The seconds that immediately followed Crystina Ridenour crossing the finish line at the Fort4Fitness half marathon last year are so blasé – she seems anything but out of breath – that it’s enough to make any novice runner jealous.
But nothing about running is easy for Ridenour, even if she has won the event three years straight, doing it last year with a time of 1 hour, 21 minutes, 32 seconds.
She’s certainly accomplished – the native of Valparaiso had a star-studded career for IPFW until 2010 – but it hasn’t been easy integrating her running into her post-college life.
There’s a delicate balance to training, and it’s not easy to keep it steady when you have a job, a marriage and you like to train with somebody.
It’s been hard. It’s an adjustment, Ridenour, 26, says of keeping her competitive edge while being in the working world – for Star Financial Bank.
I run every morning at 5 a.m. You just have to get it done when you can. Otherwise, it can be hard trying to get it done after work.
It used to be easier, when she was just a student or working at Three Rivers Running Company, and she was surrounded by people with the same passion, every day.
Ridenour has been running since middle school. She took to it quickly and was an all-state performer at Wheeler High School.
I did try swimming in high school, she says. I just wanted to focus on running. I found a passion for that. I’ve loved it ever since. I’m kind of addicted to it.
But there’s always been a constant; her twin sister, Crystal, who also ran at Wheeler and IPFW. When they left the Mastodons, they held nearly every distance record at the school and had both been selected all-conference in the Summit League.
As you’d expect, they’ve always trained together. But Crystal is more than six months pregnant and unable to be at Crystina’s side nowadays.
The competition will be stiffer this year, as a record number of people have signed up for Fort4Fitness. (There were 10,136 people for the five events, as of Sept. 16, including 3,067 for the half marathon.)
Of course, most of them never ran at a level as high as Ridenour has.

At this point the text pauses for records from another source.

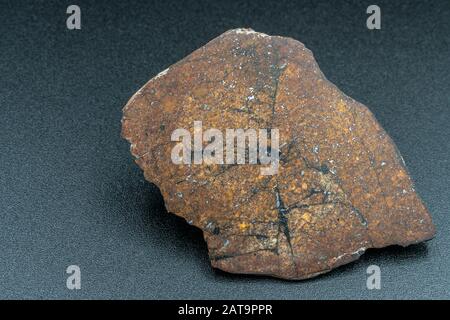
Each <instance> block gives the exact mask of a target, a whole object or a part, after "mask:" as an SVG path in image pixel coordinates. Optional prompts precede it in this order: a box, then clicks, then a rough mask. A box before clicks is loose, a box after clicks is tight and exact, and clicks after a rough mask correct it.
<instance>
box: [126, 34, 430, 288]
mask: <svg viewBox="0 0 450 320" xmlns="http://www.w3.org/2000/svg"><path fill="white" fill-rule="evenodd" d="M199 120H200V121H202V122H203V127H210V128H218V129H220V130H225V129H227V128H244V129H246V128H255V129H258V128H278V129H279V130H280V144H281V146H282V147H281V149H280V158H281V160H280V168H279V171H278V174H275V175H269V176H264V175H261V172H260V166H258V165H251V164H244V165H211V164H210V165H206V164H199V165H193V164H192V165H175V164H173V163H172V161H171V156H170V155H171V150H172V147H173V146H174V144H175V143H176V142H172V141H171V133H172V132H173V131H174V130H175V129H177V128H186V129H191V128H192V127H193V122H194V121H199ZM122 122H123V128H122V135H123V136H124V137H125V138H126V139H127V140H128V141H129V142H130V143H131V152H132V154H133V156H134V157H135V158H136V162H137V163H138V165H139V166H140V167H141V168H142V169H143V170H144V174H145V178H146V179H147V180H148V181H151V182H153V183H154V184H156V185H157V186H158V187H159V188H160V190H161V193H162V195H163V197H164V201H165V204H166V207H167V210H168V211H169V212H173V213H175V214H177V215H179V216H181V217H183V218H185V219H186V220H187V221H188V222H189V223H191V224H193V225H195V226H197V227H199V228H201V229H202V230H203V233H204V237H205V239H206V241H207V244H208V249H209V255H210V259H211V263H212V265H213V266H214V267H216V268H220V269H222V270H225V271H228V272H235V273H246V274H261V275H263V274H264V275H271V276H275V277H281V278H286V279H304V278H310V277H313V276H316V275H318V274H321V273H324V272H327V271H329V270H331V269H333V268H335V267H337V266H340V265H342V264H345V263H348V262H351V261H353V260H356V259H357V258H358V257H359V256H360V255H361V254H362V253H364V251H365V250H366V249H367V248H380V247H385V246H388V245H393V244H398V245H402V246H407V245H410V244H414V243H418V242H421V241H424V240H428V239H430V238H432V237H433V236H434V233H435V231H434V226H433V223H432V221H431V218H430V215H429V214H428V212H427V209H426V208H425V206H424V205H423V203H422V201H421V200H420V198H419V196H418V195H417V193H416V192H415V190H414V187H413V183H412V181H411V178H410V177H409V174H408V172H407V170H406V168H405V165H404V163H403V160H402V157H401V156H400V154H399V153H398V150H397V148H396V146H395V144H394V143H393V141H392V140H391V139H390V137H389V136H388V135H387V133H386V132H385V131H384V130H383V128H381V126H380V125H379V124H378V122H377V121H376V119H375V118H374V116H373V115H372V113H371V112H370V111H369V110H368V108H367V107H365V106H364V105H362V104H361V103H359V102H357V101H355V100H353V99H352V98H350V97H348V96H346V95H345V94H343V93H342V92H341V91H340V90H339V89H338V88H337V87H336V86H334V85H333V84H332V83H330V82H329V81H328V80H327V79H326V78H325V76H324V75H323V74H322V72H321V71H320V69H319V67H318V65H317V63H316V61H315V59H314V57H313V55H312V53H311V51H309V50H308V49H307V48H305V46H304V45H303V44H302V43H300V42H298V41H296V40H293V39H290V38H284V37H278V36H267V35H264V34H260V33H256V32H254V31H252V30H245V29H237V30H230V31H228V32H226V33H224V34H222V35H221V36H219V37H218V38H216V39H214V40H212V41H211V42H209V43H208V44H206V45H205V46H204V47H202V48H200V49H198V50H196V51H195V52H193V53H192V54H190V55H189V56H187V57H186V58H184V59H183V60H181V61H180V62H178V63H176V64H174V65H173V66H171V67H170V68H169V69H168V70H166V71H164V72H163V73H161V74H160V75H158V76H157V77H155V78H153V79H152V80H150V81H149V82H148V83H147V84H146V85H145V86H144V87H143V88H141V89H140V90H139V91H138V92H137V93H136V94H135V95H134V96H133V97H132V98H131V99H130V101H129V102H128V104H127V105H126V106H125V108H124V116H123V120H122Z"/></svg>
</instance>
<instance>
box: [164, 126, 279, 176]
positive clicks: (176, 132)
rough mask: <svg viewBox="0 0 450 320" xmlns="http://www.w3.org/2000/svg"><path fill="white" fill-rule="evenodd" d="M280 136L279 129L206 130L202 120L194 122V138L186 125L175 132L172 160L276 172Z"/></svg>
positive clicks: (187, 162) (263, 173) (209, 129)
mask: <svg viewBox="0 0 450 320" xmlns="http://www.w3.org/2000/svg"><path fill="white" fill-rule="evenodd" d="M279 138H280V137H279V131H278V129H258V130H256V129H226V130H225V131H224V132H222V131H221V130H219V129H215V128H209V129H207V130H204V131H203V124H202V121H194V127H193V137H192V135H191V132H190V131H189V130H187V129H185V128H179V129H176V130H174V131H173V132H172V135H171V141H176V142H178V143H177V144H176V145H175V146H174V147H173V148H172V153H171V159H172V162H173V163H174V164H194V165H195V164H202V163H204V164H219V165H221V164H254V165H262V166H265V167H261V169H260V170H261V174H262V175H274V174H276V173H277V172H278V166H279V158H280V150H279V145H280V143H279ZM204 143H206V146H204Z"/></svg>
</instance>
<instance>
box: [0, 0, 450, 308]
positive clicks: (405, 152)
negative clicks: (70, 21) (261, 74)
mask: <svg viewBox="0 0 450 320" xmlns="http://www.w3.org/2000/svg"><path fill="white" fill-rule="evenodd" d="M72 3H76V4H78V5H79V6H80V7H81V10H82V30H79V31H69V30H67V29H66V26H65V20H66V17H67V16H66V14H65V11H66V8H67V6H68V5H70V4H72ZM374 3H376V4H377V5H379V6H380V7H381V10H382V29H381V30H378V31H377V30H375V31H370V30H368V29H367V28H366V27H365V21H366V17H367V14H366V13H365V10H366V8H367V6H368V5H370V4H373V3H372V1H352V2H349V1H333V2H331V1H330V3H328V2H325V1H305V2H301V1H292V2H279V1H276V2H275V1H273V2H267V3H263V2H262V1H248V2H247V1H223V2H217V3H213V2H212V1H208V2H207V1H199V0H195V1H184V2H183V3H178V2H175V1H174V2H172V3H167V2H165V1H145V2H144V1H142V2H137V1H136V2H134V1H133V2H131V1H129V2H127V3H125V1H122V2H117V3H115V4H112V3H111V2H110V1H95V2H94V1H76V2H72V1H71V2H69V1H33V2H31V1H12V0H11V1H4V0H3V1H1V2H0V23H1V25H0V31H1V32H0V188H1V189H0V252H1V256H0V298H69V299H70V298H159V299H164V298H172V299H174V298H187V299H189V298H250V299H251V298H275V299H288V298H290V299H305V298H312V299H318V298H358V299H366V298H450V274H449V272H450V256H449V253H450V249H449V242H450V228H449V222H450V216H449V214H450V213H449V210H450V205H449V198H450V176H449V173H450V160H449V156H450V143H449V141H450V125H449V123H450V74H449V72H450V49H449V48H450V35H449V34H450V2H448V1H432V2H430V3H429V4H427V3H425V1H420V2H419V1H405V0H403V1H395V3H393V1H390V2H389V1H376V2H374ZM236 27H252V28H253V29H255V30H257V31H260V32H265V33H268V34H277V35H283V36H289V37H292V38H295V39H297V40H300V41H302V42H303V43H304V44H305V45H306V46H307V47H308V48H309V49H311V50H312V51H313V53H314V55H315V57H316V59H317V61H318V63H319V65H320V67H321V69H322V71H323V72H324V73H325V75H326V76H327V77H328V79H329V80H331V81H332V82H333V83H335V84H336V85H337V86H338V87H339V88H340V89H341V90H342V91H344V92H345V93H346V94H348V95H350V96H351V97H353V98H355V99H356V100H358V101H360V102H362V103H364V104H366V105H367V106H369V107H370V108H371V110H372V112H373V113H374V114H375V115H376V117H377V119H378V120H379V122H380V123H381V124H382V125H383V126H384V128H385V129H386V131H387V132H388V133H389V134H390V135H391V137H392V138H393V139H394V141H395V142H396V144H397V146H398V147H399V149H400V151H401V153H402V155H403V157H404V158H405V161H406V164H407V166H408V168H409V171H410V173H411V175H412V177H413V179H414V180H415V181H416V189H417V191H418V193H419V194H420V195H421V197H422V198H423V200H424V202H425V203H426V204H427V206H428V208H429V210H430V212H431V214H432V216H433V219H434V222H435V224H436V226H437V237H436V238H435V239H434V240H432V241H430V242H428V243H426V244H421V245H416V246H413V247H409V248H406V249H403V248H397V247H392V248H387V249H382V250H370V251H369V252H368V253H366V254H365V255H364V256H363V257H362V258H361V259H360V260H359V261H357V262H355V263H352V264H350V265H347V266H344V267H341V268H339V269H337V270H334V271H333V272H331V273H328V274H326V275H324V276H321V277H319V278H316V279H313V280H309V281H302V282H287V281H282V280H276V279H271V278H259V277H248V276H237V275H229V274H225V273H223V272H220V271H214V270H212V269H211V268H210V266H209V262H208V257H207V252H206V245H205V243H204V241H203V239H202V235H201V232H200V231H198V230H196V229H194V228H192V227H190V226H189V225H187V224H186V223H185V222H184V220H182V219H179V218H177V217H175V216H173V215H169V214H167V213H166V212H165V210H164V209H163V208H164V207H163V201H162V199H161V196H160V194H159V191H158V190H157V189H156V188H155V187H154V186H153V185H151V184H150V183H148V182H145V181H144V179H143V176H142V174H141V172H140V170H139V169H138V167H137V166H136V165H135V164H134V163H133V161H132V159H131V156H130V154H129V146H128V144H127V143H126V142H125V141H124V140H122V139H121V138H120V126H121V125H120V118H121V108H122V107H123V105H124V104H125V103H126V101H127V100H128V98H129V97H130V96H131V95H132V94H133V93H134V92H135V91H137V89H139V87H141V86H142V85H143V84H144V83H145V82H146V81H147V80H148V79H150V78H151V77H153V76H154V75H155V74H157V73H158V72H159V71H161V70H163V69H165V68H166V67H168V66H169V65H171V64H172V63H174V62H176V61H178V60H179V59H181V58H183V57H184V56H186V55H187V54H189V53H190V52H192V51H193V50H195V49H196V48H198V47H200V46H202V45H203V44H205V43H206V42H207V41H209V40H211V39H212V38H214V37H216V36H217V35H219V34H221V33H222V32H224V31H226V30H228V29H231V28H236ZM70 264H78V265H80V267H81V271H82V289H81V290H78V291H70V290H68V289H66V287H65V281H66V274H65V269H66V267H67V266H68V265H70ZM371 264H377V265H379V266H380V267H381V270H382V289H381V290H379V291H369V290H367V289H366V268H367V267H368V266H369V265H371Z"/></svg>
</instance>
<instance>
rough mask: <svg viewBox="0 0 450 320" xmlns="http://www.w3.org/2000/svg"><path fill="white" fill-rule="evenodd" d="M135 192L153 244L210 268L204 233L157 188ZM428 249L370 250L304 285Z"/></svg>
mask: <svg viewBox="0 0 450 320" xmlns="http://www.w3.org/2000/svg"><path fill="white" fill-rule="evenodd" d="M132 185H134V186H135V187H137V188H136V190H132V192H133V193H134V194H135V196H137V197H138V198H139V199H135V200H136V201H137V203H136V204H135V205H136V206H137V207H138V208H136V209H138V210H139V212H142V220H143V226H142V227H143V228H144V229H145V233H146V235H147V236H148V238H149V239H150V241H151V242H152V243H153V244H154V243H155V242H157V243H163V244H165V245H164V246H165V247H167V250H168V252H167V254H179V255H186V258H189V260H191V261H197V262H198V263H199V264H202V266H203V267H202V269H208V268H207V267H206V265H208V267H210V262H209V256H208V250H207V246H206V242H205V241H204V239H203V232H202V230H201V229H199V228H197V227H195V226H192V225H189V224H188V223H187V222H186V220H184V219H183V218H181V217H178V216H177V215H175V214H173V213H170V212H167V210H166V208H165V206H164V199H163V197H162V195H161V192H160V190H159V189H158V187H157V186H156V185H154V184H152V183H150V182H147V181H144V182H143V185H140V186H137V185H136V184H132ZM427 254H428V248H427V244H426V243H419V244H415V245H410V246H408V247H401V246H389V247H386V248H380V249H368V250H367V251H366V252H365V253H364V254H363V255H362V256H361V257H360V258H359V259H358V260H356V261H353V262H351V263H348V264H346V265H343V266H340V267H338V268H336V269H334V270H331V271H330V272H327V273H324V274H322V275H319V276H317V277H314V278H311V279H306V280H302V281H314V280H316V279H328V278H329V277H339V276H342V275H344V274H347V273H350V272H354V271H355V270H357V269H360V268H365V267H367V266H368V265H370V264H376V265H377V264H378V265H379V264H381V263H389V264H400V263H403V262H405V261H420V260H423V259H424V258H426V256H427ZM210 272H211V273H212V275H213V276H214V277H215V278H216V279H217V280H225V281H265V280H267V279H272V280H273V281H281V282H284V281H289V280H284V279H279V278H273V277H270V276H259V275H246V274H234V273H228V272H224V271H222V270H220V269H212V268H211V271H210Z"/></svg>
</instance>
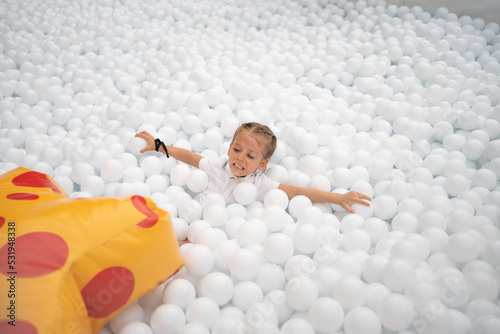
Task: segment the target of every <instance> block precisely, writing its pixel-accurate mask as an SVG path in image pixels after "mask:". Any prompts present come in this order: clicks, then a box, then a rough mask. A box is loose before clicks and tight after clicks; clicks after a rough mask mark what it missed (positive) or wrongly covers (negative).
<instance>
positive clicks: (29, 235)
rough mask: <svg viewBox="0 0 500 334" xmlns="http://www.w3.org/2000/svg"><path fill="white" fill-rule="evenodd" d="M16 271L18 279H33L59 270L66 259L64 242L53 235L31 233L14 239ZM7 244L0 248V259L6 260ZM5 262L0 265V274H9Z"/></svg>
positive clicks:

We were a Division I school (at IPFW) and I competed against all those athletes from other D1 teams, so I’m used to having a lot of competition, says Ridenour, who’s gotten faster in each of the three Fort4Fitness races in which she’s competed.
But Fort4Fitness isn’t about just winning, and Ridenour knows it, which is why she does her best to stay around the finish line and congratulate other runners.
Some of them she knows. Most of them she doesn’t.
I’ve gotten to meet a bunch of runners and hear how they got involved in running, she says. You don’t have to be competitive to do it. And it’s nice to see people are getting into the spirit of running.